Yirminci yüzyılın en önemli düşünürlerinden Karl Marx’ın gençlik yılları duruyor perdede! 1818-1883 yılları arasında yaşamış filozof, politik ekonomist ve devrimci Karl Marx’ın, çağdaşı Alman politik filozof Friedrich Engels (1820-1895) ile tanışması, dostluğu ve birlikte verdikleri mücadele, tarihi biyografik dramın odağında yer alıyor. Marx’ın eşi Jenny de, Paris, Brüksel ve Londra arasında yaşanan olayların en önemli tanığı oluyor.

Marx’çı hareketin temel belgesi ve devrimci bir klasik olan Komünist Manifesto’yu birlikte kaleme alan ikilinin, komünizm ve işçi hareketinin temelleri atışları, ayrıca dönemin siyasi atmosferi ve önemli kişilikleri de öykünün odağında yer alıyor. ‘Filozoflar dünyayı yalnızca çeşitli biçimlerde yorumlamışlardır; oysa sorun onu değiştirmektir’ diyen Karl Marx’ın, ‘işçi sınıfının zincirlerinden başka kaybedecekleri şeyleri yok, kazanacakları bir dünya var.

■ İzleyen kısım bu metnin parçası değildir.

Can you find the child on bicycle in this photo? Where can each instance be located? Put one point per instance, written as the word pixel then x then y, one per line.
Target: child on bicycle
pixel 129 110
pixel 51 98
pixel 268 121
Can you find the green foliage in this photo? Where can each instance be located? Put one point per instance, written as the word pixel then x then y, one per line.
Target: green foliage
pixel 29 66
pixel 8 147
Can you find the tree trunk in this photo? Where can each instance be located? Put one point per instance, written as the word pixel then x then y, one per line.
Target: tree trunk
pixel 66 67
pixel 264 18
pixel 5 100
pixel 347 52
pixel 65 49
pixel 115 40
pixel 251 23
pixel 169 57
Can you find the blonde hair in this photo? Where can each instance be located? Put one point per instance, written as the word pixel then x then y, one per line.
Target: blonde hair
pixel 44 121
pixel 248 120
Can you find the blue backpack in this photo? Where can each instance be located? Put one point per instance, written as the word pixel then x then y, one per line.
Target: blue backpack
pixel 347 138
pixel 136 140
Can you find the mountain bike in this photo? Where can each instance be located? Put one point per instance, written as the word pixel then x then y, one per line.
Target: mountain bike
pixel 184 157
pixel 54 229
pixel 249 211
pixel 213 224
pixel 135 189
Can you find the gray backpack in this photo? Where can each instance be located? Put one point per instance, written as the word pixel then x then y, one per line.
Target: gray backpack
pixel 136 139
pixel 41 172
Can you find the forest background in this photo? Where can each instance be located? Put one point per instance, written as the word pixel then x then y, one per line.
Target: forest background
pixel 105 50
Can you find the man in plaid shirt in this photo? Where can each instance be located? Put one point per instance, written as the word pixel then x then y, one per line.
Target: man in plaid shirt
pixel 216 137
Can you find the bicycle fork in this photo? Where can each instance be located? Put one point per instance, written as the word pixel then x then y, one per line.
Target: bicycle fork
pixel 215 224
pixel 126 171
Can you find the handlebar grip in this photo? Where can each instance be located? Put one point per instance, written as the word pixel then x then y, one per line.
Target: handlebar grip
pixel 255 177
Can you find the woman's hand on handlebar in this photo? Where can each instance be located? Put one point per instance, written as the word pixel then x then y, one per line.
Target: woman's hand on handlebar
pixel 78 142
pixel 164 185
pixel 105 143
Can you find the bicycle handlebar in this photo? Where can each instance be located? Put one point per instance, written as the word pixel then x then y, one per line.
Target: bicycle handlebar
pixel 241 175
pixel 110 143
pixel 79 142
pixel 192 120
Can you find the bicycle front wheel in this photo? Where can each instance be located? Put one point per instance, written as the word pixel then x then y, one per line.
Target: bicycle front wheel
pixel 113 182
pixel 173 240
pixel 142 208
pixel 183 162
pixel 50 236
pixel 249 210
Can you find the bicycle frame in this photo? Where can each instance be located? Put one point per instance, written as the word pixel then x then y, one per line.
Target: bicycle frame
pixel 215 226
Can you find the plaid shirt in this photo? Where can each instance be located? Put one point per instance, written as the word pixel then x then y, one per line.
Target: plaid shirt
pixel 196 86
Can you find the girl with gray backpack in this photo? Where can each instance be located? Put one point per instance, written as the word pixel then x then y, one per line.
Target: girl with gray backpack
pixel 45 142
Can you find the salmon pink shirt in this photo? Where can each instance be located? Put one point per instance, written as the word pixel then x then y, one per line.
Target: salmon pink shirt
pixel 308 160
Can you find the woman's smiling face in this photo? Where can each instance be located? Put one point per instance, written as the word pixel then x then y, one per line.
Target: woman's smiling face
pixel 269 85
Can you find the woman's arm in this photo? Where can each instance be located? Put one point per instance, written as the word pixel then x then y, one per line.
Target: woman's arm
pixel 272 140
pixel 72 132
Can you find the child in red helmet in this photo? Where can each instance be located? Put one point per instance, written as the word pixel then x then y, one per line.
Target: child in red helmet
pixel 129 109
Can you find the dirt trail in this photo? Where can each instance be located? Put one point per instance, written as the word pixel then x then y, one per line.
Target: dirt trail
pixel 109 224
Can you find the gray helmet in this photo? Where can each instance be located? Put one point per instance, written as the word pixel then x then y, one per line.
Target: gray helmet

Bütün ülkelerin işçileri, birleşin!’ söylemi de, hikayede yer alan tarihi anektodlardan biri.

Haitili ‘yaman’ sinemacı Raoul Peck’in yazıp yönettiği kalburüstü filmde, 1844’te eşi Jenny ile birlikte sürgüne gönderilen Karl Marx’ın, haksızlıklara savaş açmış bir fabrikatörün oğlu olan Friedrich Engels ile tanışması ve birlikte dünya görüşlerini oluşturan yapbozun eksik parçalarını tamamlamaları, biçim olarak da desteklenmiş. Görüntü yönetmeni Kolja Brandt’ın titiz kamerası ve yapımın genel sanat yönetimi üst düzey. Marx’ı, Alman aktör August Diehl canlandırırken, Engels’e vatandaşı Stefan Konarske hayat vermiş. Vicky Krieps, Hannah Steele ve özellikle Dardenne kardeşlerin filmlerinden aşina olduğunuz usta Belçikalı aktör Olivier Gourmet, güçlü kadroyu oluşturan oyuncular.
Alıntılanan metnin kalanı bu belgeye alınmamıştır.